HUNGER AND FOOD INSECURITY

 GOVERNMENT'S ROLE TO ENSURE FOOD SECURITY


- VEDANT AND RAJVEER









MEASURES TAKEN BY GOVT. TO ENSURE FOOD SECURITY.




1. PUBLIC DISTRIBUTION SYSTEM

Food items purchased by the Food Corporation of India (FCI) are distributed among the poorer sections of the society through government controlled ration shops. This is called the Public Distribution System (PDS). This is the most important step taken by the Government of India to ensure food security. Over the years, the PDS policy has been revised to make it more efficient and targeted.




2. BUFFER STOCK.

Buffer stock is the stock of cereals procured by the Food Corporation of India (FCI), i.e. wheat and rice. FCI buys wheat and rice from farmers in states where there is surplus production. Purchased grain is stored in the grain store. This is done to distribute foodgrains at a lower price than the market price in the deficit areas and the poorer sections of the society.





3. TPDS (TARGETED PUBLIC DISTRIBUTION SYSTEM).

Government of India introduced Targeted Public Distribution System (TPDS) in June 1997 to adopt the principle of targeting the poor in all areas. It was for the first time that a differential price policy was adopted for poor and non-poor. 


4. FUNCTIONING OF TPD

The Government of India introduced the Targeted Public Distribution System (TPDS) in June 1997 to adopt the principle of targeting the poor in all sectors. It was the first time that a discriminatory price policy was adopted for the poor and non-poor. In 2000, two special schemes - Antyodaya Anna Yojana (AAY) and Annapurna Yojana (APS) - were launched for special target groups of poor and impoverished senior citizens respectively. The operation of these two schemes was connected to the existing network of PDS.



5. RPDS ( REVAMPED PUBLIC DISTRIBUTION SYSTEM)

Government of India, in 1992, introduced 'Revamped Public Distribution System (RPDS) in 1,700 blocks in the country. The target was to provide the benefits of PDS to remote and backward areas.




          ROLE OF PRICE RISE IN FOOD INSECURITY


The government increases prices of petroleum products, natural gas, coal, etc. The increase in railway freight fares leads to rise in the prices of other goods. The frequent increase in the minimum support price (MSP) for agricultural products is the result of price rise. The increase in the sales tax and other direct taxes leads to the price rise of respective goods.




A massive increase in the financial supply leads to price increases. When the total demand exceeds the total supply of goods and services, prices rise. When the supply of money is greater than the supply of goods, prices rise. As money increases, so does the demand for goods. Increasing government financing is an important factor in meeting unplanned costs, leading to price increases.



MEASUREMENT OF PRICE INDEX

To measure the price rise, two different indices are used in India.
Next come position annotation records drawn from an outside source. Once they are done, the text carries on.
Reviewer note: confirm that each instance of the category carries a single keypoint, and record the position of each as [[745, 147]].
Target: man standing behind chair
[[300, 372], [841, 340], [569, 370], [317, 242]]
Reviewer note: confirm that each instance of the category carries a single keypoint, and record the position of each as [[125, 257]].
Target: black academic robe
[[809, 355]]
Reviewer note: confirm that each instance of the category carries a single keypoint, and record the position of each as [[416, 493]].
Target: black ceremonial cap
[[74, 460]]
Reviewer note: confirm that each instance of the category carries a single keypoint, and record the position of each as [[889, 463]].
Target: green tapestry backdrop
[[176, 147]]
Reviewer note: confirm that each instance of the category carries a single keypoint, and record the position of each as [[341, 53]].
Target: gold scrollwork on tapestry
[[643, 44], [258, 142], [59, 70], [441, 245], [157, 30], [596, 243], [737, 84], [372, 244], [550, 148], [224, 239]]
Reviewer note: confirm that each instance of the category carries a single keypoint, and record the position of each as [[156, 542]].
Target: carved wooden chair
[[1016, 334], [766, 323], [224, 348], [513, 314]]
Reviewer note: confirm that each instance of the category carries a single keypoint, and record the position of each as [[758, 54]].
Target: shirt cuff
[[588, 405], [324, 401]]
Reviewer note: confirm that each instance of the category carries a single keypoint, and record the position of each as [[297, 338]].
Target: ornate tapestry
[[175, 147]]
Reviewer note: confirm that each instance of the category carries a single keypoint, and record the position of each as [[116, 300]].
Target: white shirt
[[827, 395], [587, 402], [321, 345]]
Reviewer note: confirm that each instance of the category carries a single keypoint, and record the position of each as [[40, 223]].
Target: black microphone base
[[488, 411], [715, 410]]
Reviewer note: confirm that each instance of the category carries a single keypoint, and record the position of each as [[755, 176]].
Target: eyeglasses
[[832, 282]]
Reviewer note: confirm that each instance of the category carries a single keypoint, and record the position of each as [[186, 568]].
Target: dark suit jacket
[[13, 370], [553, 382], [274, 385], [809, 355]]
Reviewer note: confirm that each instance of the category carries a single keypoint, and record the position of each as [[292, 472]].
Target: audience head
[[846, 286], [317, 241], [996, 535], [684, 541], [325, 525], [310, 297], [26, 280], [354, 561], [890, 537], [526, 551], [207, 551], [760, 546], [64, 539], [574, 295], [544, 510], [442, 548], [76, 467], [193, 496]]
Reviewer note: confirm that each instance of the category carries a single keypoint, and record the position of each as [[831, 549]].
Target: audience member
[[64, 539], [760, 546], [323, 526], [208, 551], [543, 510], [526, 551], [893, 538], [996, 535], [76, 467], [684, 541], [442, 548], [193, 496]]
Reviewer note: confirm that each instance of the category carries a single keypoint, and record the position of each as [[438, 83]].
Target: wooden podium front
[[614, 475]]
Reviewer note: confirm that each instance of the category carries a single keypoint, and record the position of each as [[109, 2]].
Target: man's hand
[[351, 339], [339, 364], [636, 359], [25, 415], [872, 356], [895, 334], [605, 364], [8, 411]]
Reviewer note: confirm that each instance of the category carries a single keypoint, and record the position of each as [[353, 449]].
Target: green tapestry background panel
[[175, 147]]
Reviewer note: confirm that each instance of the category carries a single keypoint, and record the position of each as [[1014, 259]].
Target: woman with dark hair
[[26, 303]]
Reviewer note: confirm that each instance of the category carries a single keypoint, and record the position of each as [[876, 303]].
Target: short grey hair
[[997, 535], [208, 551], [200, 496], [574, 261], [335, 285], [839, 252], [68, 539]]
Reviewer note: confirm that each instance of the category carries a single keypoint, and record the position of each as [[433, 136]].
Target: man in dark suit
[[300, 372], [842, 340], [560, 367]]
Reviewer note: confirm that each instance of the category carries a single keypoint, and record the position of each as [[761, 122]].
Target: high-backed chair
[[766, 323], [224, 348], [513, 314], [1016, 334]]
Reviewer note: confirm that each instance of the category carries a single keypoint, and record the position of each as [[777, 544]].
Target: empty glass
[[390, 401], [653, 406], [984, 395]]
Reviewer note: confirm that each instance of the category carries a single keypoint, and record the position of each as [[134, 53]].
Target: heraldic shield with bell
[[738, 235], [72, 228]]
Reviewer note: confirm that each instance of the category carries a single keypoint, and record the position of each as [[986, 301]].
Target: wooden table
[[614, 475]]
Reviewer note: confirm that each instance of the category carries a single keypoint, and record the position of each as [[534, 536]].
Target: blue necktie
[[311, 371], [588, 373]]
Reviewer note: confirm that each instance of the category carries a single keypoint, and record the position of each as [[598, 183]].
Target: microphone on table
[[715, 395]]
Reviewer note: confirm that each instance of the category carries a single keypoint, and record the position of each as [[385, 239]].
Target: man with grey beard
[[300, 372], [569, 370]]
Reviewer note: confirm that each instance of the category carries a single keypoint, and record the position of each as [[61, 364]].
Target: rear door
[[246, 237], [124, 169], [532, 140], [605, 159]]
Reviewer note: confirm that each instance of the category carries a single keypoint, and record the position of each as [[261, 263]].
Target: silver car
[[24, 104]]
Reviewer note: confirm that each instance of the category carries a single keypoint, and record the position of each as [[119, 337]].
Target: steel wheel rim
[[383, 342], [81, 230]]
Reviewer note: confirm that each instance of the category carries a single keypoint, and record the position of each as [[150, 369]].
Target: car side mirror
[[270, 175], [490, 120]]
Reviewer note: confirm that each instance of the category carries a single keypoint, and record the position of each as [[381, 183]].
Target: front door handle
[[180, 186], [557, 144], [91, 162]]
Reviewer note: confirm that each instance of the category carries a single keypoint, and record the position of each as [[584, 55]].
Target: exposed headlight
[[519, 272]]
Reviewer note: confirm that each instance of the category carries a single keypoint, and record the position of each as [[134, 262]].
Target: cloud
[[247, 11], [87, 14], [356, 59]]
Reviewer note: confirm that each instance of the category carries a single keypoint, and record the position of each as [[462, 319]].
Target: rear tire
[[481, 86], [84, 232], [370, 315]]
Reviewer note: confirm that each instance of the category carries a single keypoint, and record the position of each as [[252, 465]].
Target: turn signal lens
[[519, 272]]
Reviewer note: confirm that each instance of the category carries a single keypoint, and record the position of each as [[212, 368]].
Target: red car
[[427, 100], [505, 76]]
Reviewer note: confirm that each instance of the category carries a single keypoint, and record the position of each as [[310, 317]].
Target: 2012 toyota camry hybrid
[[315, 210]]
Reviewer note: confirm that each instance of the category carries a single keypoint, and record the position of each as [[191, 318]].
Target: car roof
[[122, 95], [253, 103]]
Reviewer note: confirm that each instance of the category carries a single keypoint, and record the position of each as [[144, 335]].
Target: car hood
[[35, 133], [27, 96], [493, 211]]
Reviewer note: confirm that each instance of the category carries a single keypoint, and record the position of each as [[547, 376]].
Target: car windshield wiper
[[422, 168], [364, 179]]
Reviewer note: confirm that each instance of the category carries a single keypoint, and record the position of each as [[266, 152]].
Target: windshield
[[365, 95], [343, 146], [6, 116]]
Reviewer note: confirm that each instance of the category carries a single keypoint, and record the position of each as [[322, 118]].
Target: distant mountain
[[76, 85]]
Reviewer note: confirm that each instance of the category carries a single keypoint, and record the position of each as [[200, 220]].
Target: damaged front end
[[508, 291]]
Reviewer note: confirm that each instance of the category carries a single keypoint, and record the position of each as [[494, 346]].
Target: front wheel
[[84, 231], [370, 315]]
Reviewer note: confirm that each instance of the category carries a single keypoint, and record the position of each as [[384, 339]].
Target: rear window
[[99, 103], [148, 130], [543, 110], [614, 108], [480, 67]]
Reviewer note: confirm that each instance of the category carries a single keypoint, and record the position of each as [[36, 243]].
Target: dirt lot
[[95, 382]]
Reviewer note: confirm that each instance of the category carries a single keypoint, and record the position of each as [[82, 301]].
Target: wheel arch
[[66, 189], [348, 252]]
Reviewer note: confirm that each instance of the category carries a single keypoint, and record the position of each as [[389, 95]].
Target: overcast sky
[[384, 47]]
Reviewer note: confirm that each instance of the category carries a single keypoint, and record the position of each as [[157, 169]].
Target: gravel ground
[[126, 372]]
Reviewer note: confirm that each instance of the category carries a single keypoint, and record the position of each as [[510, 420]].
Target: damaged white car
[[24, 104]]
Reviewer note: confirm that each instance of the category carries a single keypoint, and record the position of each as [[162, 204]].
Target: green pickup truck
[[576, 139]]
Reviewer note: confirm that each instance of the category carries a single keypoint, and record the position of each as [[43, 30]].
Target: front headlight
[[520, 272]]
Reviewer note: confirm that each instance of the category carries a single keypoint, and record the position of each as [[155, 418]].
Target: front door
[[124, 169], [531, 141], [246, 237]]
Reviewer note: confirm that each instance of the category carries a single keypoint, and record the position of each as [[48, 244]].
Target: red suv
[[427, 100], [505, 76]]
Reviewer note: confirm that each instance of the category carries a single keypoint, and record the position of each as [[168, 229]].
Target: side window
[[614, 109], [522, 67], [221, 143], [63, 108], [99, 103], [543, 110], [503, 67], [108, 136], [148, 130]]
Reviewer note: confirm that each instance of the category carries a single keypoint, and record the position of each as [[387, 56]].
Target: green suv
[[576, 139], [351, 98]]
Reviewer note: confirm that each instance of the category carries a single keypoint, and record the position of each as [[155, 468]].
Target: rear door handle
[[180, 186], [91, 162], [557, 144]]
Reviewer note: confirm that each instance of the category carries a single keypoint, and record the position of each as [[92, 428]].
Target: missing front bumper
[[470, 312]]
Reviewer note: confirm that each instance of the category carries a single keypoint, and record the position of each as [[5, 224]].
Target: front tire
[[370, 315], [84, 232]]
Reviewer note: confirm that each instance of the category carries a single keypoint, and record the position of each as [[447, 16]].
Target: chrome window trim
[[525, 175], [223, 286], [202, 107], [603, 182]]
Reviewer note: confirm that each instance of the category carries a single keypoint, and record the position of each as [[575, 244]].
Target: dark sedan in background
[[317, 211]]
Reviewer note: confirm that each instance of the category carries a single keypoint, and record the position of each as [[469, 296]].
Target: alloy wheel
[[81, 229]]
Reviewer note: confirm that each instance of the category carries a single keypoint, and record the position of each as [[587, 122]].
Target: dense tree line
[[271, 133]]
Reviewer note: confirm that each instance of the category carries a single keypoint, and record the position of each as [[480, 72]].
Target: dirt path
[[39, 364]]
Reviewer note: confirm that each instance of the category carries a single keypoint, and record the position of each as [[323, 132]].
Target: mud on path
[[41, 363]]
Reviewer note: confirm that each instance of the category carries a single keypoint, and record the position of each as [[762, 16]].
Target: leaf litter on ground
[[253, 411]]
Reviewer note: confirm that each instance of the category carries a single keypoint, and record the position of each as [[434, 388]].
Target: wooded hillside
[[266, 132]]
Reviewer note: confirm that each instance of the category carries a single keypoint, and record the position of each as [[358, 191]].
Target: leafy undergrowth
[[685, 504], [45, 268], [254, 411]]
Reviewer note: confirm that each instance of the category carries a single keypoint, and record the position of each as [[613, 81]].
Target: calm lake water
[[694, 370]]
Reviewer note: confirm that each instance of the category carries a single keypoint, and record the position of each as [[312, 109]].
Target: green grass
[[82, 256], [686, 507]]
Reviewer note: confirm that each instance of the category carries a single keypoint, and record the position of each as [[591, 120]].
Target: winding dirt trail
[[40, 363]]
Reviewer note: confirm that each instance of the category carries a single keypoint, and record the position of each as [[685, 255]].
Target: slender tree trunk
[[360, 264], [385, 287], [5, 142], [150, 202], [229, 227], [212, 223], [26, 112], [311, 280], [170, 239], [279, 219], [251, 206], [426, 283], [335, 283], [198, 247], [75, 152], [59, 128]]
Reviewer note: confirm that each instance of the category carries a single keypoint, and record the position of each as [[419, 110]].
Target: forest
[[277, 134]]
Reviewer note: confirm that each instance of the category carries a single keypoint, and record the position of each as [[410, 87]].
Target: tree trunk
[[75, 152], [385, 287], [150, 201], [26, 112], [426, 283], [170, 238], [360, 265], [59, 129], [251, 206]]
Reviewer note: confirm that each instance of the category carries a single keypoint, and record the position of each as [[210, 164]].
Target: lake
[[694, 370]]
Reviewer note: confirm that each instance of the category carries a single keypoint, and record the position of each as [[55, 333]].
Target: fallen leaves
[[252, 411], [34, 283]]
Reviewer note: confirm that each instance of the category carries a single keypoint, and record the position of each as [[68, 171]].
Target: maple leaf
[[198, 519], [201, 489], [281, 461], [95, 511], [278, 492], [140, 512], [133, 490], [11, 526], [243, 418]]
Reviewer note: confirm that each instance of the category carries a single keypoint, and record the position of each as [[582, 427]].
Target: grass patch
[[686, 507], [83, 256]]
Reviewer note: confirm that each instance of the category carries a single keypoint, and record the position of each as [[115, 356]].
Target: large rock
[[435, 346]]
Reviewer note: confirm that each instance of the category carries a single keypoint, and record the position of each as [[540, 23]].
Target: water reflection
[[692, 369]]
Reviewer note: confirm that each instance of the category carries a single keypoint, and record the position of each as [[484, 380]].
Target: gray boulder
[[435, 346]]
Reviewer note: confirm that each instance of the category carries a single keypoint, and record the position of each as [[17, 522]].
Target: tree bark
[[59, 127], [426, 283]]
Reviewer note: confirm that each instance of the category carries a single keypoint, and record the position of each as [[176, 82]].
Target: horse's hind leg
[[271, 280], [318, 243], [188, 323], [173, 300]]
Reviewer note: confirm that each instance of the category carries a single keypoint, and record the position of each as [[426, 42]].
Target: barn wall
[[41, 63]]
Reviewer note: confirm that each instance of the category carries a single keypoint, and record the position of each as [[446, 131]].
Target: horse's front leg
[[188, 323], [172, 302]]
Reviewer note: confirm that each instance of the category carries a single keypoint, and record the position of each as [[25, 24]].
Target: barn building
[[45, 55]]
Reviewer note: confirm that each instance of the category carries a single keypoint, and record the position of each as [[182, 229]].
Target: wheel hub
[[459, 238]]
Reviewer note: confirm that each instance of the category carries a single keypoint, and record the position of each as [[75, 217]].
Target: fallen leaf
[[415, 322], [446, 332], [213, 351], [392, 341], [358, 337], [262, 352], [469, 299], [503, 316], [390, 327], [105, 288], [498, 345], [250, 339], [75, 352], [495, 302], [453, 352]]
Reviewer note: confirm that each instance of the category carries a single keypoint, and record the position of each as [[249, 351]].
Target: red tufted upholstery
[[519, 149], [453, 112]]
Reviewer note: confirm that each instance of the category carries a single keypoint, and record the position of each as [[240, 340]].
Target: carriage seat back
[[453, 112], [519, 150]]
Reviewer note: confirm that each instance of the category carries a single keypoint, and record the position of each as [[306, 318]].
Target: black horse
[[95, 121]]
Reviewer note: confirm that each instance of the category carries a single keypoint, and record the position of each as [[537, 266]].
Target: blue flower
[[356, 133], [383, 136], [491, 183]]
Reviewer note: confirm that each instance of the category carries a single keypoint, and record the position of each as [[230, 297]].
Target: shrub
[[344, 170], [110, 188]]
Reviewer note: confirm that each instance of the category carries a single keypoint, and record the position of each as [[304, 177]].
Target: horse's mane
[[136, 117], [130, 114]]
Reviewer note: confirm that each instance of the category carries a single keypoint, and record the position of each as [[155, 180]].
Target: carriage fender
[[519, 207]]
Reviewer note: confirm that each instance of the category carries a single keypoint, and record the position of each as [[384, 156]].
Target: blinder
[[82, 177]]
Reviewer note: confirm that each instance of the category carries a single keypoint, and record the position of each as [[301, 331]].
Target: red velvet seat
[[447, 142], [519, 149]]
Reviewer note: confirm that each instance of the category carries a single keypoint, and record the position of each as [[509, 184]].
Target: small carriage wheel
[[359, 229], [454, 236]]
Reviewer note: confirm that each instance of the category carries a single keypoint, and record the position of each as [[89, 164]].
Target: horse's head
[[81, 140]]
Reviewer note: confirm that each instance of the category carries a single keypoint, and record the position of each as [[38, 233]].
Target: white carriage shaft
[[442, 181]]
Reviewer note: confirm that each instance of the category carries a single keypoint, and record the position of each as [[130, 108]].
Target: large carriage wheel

1. Wholesale Price Index (WPI

2. Consumer Price Index (CPI)




WHY PRICES SHOULD BE CONTROLLED?

A moderate and fixed price increase of all commodities is a prerequisite for economic growth. 3% price hike is beneficial for the country. Manufacturers raise the prices of goods or services. The customer pays for the price increase. Additional benefits, such as increased salaries, bonuses and other benefits, reach workers involved in the production of goods or services. Thus, economic growth requires price increase along with stability.